In anesthesia, neuromuscular blocking agents may be required to facilitate endotracheal intubation and provide optimal surgical conditions. When neuromuscular blocking agents are administered, neuromuscular function of the patient must be monitored. Neuromuscular function monitoring is a technique that involves the electrical stimulation of a motor nerve and monitoring the response of the muscle supplied by that nerve. It may be used from the induction of to recovery from neuromuscular blockade. Importantly, it is used to confirm adequacy of recovery after the administration of neuromuscular blocking agents. The response of the muscles to electrical stimulation of the nerves can be recorded subjectively (qualitative) or objectively (quantitatively). Quantitative techniques include electromyography, acceleromyography, kinemyography, phonomygraphy and mechanomyography. Neuromuscular monitoring is recommended when neuromuscular-blocking drugs have been part of the general anesthesia and the doctor wishes to avoid postoperative residual curarization (PORC) in the patient, that is, the residual paralysis of muscles stemming from these drugs.

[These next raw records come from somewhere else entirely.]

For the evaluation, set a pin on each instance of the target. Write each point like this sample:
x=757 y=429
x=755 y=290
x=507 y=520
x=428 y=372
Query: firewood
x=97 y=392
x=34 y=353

When train of four monitoring is "used continuously, each set (train) of stimuli normally is repeated every 10th to 12th second. Each stimulus in the train causes the muscle to contract, and 'fade' in the response provides the basis for evaluation." These sets are called trains because their shape bears the resemblance of a train. In train of four monitoring, "peripheral nerve stimulation can ensure proper medication dosing and thus decrease the incidence of side effects" by "assessing the depth of neuromuscular blockade".

Before the patient is fully awake, voluntary muscle testing is not possible and indirect clinical tests, such as apparent muscle tone and pulmonary compliance, can be affected by factors other than PORC. Direct neuromuscular monitoring avoids these problems and allows the doctor to remedy PORC before it becomes a source of patient distress.

== Patterns of nerve stimulation ==
Various nerve stimulation patterns may be used in neuromuscular function monitoring and the response to these stimulation patterns is used to assess the depth of neuromuscular blockade.

Some patterns of stimulation used today include, single twitch (ST), train-of four (TOF), double burst stimulation (DBS), tetanic stimulation

and the post tetanic count.

== Monitoring the response of the muscle to nerve stimulation ==
The response of the muscle to stimulation of the nerve supplying it can be assessed by subjective (visual or tactile) techniques or quantitative (objective) devices that provide a numeric value relating to the depth of neuromuscular blockade.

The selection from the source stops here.